Migranti. Caso Sea Watch, la Corte Ue: per fermare le navi servono prove
È il colpo di grazia sui decreti Salvini, che all’epoca del governo M5s e Lega, dovendo venire a patti con il “sistema Libia”, aveva puntato tutto sul contrasto ai soccorritori del mare.
La Corte di giustizia dell’Unione Europea ha stabilito che i vascelli umanitari possono essere ispezionati ma non sequestrati se non vi siano fondate ragioni. L’esatto contrario della criminalizzazione imbastita in questi anni, dal “codice di condotta” dell’epoca Minniti ai decreti sicurezza di Salvini caduti a colpi di bocciature nei tribunali di ogni ordine e grado, fino alla Corte Costituzionale.
La Corte di giustizia Ue era stata investita dal Tar di Palermo, che aveva chiesto ai giudici di esprimersi in seguito ai ricorsi presentati dalle Organizzazioni di soccorso. Per il tribunale le navi attrezzate per la ricerca e il soccorso di persone in mare possono essere sottoposte a controlli da parte dello Stato di approdo, ma a condizioni precise: «In caso di evidente pericolo per la sicurezza, la salute o l’ambiente», cosa che spetta allo Stato stesso dimostrare. La sentenza scaturisce da un caso che riguarda la Ong tedesca Sea Watch, le cui navi Sea Watch 3 e 4 vennero ispezionate nell’estate del 2020 dalle autorità italiane nei porti di Palermo e di Porto Empedocle. Le Capitanerie disposero il fermo, ma la Ong ha fatto ricorso al Tar della Sicilia, sostenendo che le Capitanerie avrebbero violato una direttiva comunitaria, oltrepassando i poteri dello Stato di approdo.
La Corte europea, riunita in Grande Sezione, dichiara che la direttiva deve essere interpretata tenendo conto delle norme del diritto internazionale, che gli Stati sono tenuti a rispettare, a cominciare dalla Convenzione sul diritto del mare e da quella per la salvaguardia della vita umana in mare. La prima stabilisce l’obbligo di prestare sempre soccorso alle persone in pericolo o in difficoltà in mare. La seconda stabilisce che le persone a bordo di una nave dopo un salvataggio non devono essere computate ai fini della verifica del rispetto delle norme di sicurezza in mare. Questo perché l’urgenza dei soccorsi non consente di far imbarcare solo il numero consentito secondo la “capienza massima”, ma tutti gli esseri umani a rischio. Perciò il numero delle persone a bordo, anche se superiore a quello autorizzato, non può costituire una ragione che giustifichi un controllo. Solo dopo lo sbarco a terra o il trasbordo su altri mezzi in mare, dunque a soccorso concluso, lo Stato di approdo può ispezionare la nave, per controllare il rispetto delle norme di sicurezza in mare. Un provvedimento che deve essere motivato in modo «concreto e circostanziato» da «indizi seri» di un pericolo «per la salute, la sicurezza, le condizioni di lavoro a bordo o l’ambiente». Dunque il “sovraccarico” di persone soccorse non può autorizzare l’ispezione e il successivo fermo del natante.

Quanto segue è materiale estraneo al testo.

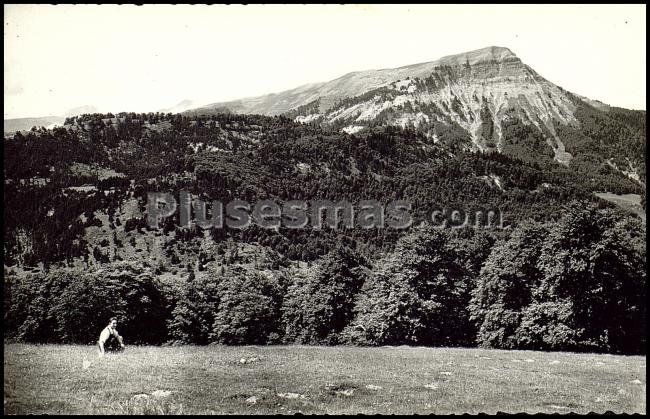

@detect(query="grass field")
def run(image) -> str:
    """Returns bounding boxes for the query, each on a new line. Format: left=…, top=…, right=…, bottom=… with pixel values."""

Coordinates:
left=3, top=344, right=646, bottom=415
left=595, top=192, right=645, bottom=221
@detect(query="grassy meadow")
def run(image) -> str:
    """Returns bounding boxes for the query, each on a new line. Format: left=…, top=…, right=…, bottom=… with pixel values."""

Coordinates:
left=595, top=192, right=645, bottom=221
left=3, top=343, right=646, bottom=415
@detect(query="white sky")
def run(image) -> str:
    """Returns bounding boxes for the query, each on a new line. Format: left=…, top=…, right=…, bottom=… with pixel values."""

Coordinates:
left=3, top=4, right=646, bottom=119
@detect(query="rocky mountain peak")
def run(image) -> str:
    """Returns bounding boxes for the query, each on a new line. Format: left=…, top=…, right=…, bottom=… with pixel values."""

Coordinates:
left=185, top=46, right=632, bottom=166
left=434, top=46, right=519, bottom=66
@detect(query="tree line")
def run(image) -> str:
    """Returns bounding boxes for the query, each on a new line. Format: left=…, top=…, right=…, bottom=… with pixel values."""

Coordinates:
left=5, top=201, right=645, bottom=354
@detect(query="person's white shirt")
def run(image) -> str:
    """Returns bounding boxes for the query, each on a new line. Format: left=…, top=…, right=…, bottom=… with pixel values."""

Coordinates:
left=98, top=320, right=124, bottom=356
left=98, top=326, right=118, bottom=345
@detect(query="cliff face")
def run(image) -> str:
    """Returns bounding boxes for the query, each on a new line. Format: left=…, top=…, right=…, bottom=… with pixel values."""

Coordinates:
left=292, top=47, right=577, bottom=163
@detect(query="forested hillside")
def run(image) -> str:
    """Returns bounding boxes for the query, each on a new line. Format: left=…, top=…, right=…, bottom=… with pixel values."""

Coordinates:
left=3, top=111, right=646, bottom=353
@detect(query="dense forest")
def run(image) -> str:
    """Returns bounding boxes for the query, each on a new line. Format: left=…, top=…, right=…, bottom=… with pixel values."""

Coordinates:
left=3, top=111, right=646, bottom=353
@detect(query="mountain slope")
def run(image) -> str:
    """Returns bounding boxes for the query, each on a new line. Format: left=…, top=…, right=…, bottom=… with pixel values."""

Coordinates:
left=187, top=46, right=645, bottom=173
left=190, top=47, right=525, bottom=117
left=4, top=111, right=643, bottom=268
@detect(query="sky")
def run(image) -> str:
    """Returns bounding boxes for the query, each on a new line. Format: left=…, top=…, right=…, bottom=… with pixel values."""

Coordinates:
left=3, top=4, right=647, bottom=119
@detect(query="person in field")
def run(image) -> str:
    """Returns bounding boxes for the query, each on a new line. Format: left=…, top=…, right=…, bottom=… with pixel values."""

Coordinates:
left=98, top=317, right=125, bottom=356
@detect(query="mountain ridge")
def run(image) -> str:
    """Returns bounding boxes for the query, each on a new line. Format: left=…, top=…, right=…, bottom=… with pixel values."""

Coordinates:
left=185, top=46, right=605, bottom=115
left=185, top=46, right=628, bottom=166
left=187, top=46, right=530, bottom=118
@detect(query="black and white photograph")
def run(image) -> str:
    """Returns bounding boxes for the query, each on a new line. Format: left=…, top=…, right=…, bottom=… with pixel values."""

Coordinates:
left=3, top=3, right=646, bottom=415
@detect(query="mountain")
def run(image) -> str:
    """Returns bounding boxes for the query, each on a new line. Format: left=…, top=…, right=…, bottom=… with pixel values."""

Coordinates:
left=158, top=99, right=200, bottom=114
left=190, top=47, right=528, bottom=117
left=3, top=116, right=65, bottom=135
left=3, top=47, right=646, bottom=354
left=4, top=105, right=100, bottom=135
left=4, top=101, right=204, bottom=136
left=187, top=46, right=645, bottom=177
left=3, top=46, right=645, bottom=271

«La sentenza fornisce una base legale alle Ong e rappresenta una vittoria per il soccorso in mare. Le navi potranno continuare a fare ciò che sanno e che devono fare: soccorrere le persone e non rimanere bloccate in porto per decisioni arbitrarie e pretestuose» È il commento di Sea Watch. «Per mesi – ricorda la Ong – Sea Watch 3 e Sea Watch 4 sono state trattenute per controlli dello Stato di approdo con motivazioni assurde: certificazioni mancanti e troppe persone soccorse».
Bruxelles «prende atto della decisione della Corte di giustizia dell’Ue». Per Anitta Hipper, portavoce della Commissione europea, ora spetterà all’Italia «garantire l’applicazione della decisione». La sentenza potrebbe aprire la strada per una procedura d’infrazione a carico dell’Italia se il governo non darà attuazione al verdetto. Come spiega Fulvio Vassallo Paleologo, giurista e esperto dei diritti umani all’Università di Palermo, senza un adeguamento immediato «andranno risarciti tutti i danni per l’ingiustificato fermo amministrativo, protratto anche per mesi, ai danni delle navi delle Ong».
Ad oggi nessuno dei procedimenti giudiziari a carico delle organizzazioni umanitarie ha prodotto condanne. A Trapani è ancora sequestrata in porto la nave Iuventa, bloccata nel 2018 nell’ambito di una inchiesta per presunte complicità nel traffico di esseri umani. Quasi tutti gli indagati sono stati archiviati e la parte restante dell’indagine vede il giudice delle indagini preliminari svolgere le prime udienze in attesa del rinvio a giudizio o il non luogo a procedere.